Myth: The Federal Reserve is controlled by the government or Wall Street.
The Federal Reserve is an independent and nonpartisan organization, accountable to the American people.
The Federal Reserve System is not "owned" by anyone. The Fed derives its authority from Congress via the Federal Reserve Act of 1913. This central banking system blends public and private characteristics.
- The Board of Governors is an agency of the federal government and oversees the 12 Reserve banks.
- The Reserve banks are organized similarly to private-sector corporations. Each operates within its own geographic area and is separately incorporated with its own board of directors. The regional banks were designed to represent the voice of Main Street.
Myth: The Federal Reserve is unconstitutional.

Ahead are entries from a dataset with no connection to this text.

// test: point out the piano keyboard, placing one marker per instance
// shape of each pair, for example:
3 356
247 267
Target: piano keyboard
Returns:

While the Federal Reserve is not mentioned in the Constitution, it was created nearly 100 years ago under President Woodrow Wilson through a congressional act, the Federal Reserve Act of 1913. This act established the Federal Reserve System as the central bank of the United States to provide the nation with a safer, more flexible and more stable monetary and financial system. The law sets out the purposes, structure and functions of the System, and includes aspects of its operations and accountability.
The Federal Reserve System was initially created to address banking panics. It is now charged with several broader responsibilities, including fostering a sound banking system and a healthy economy.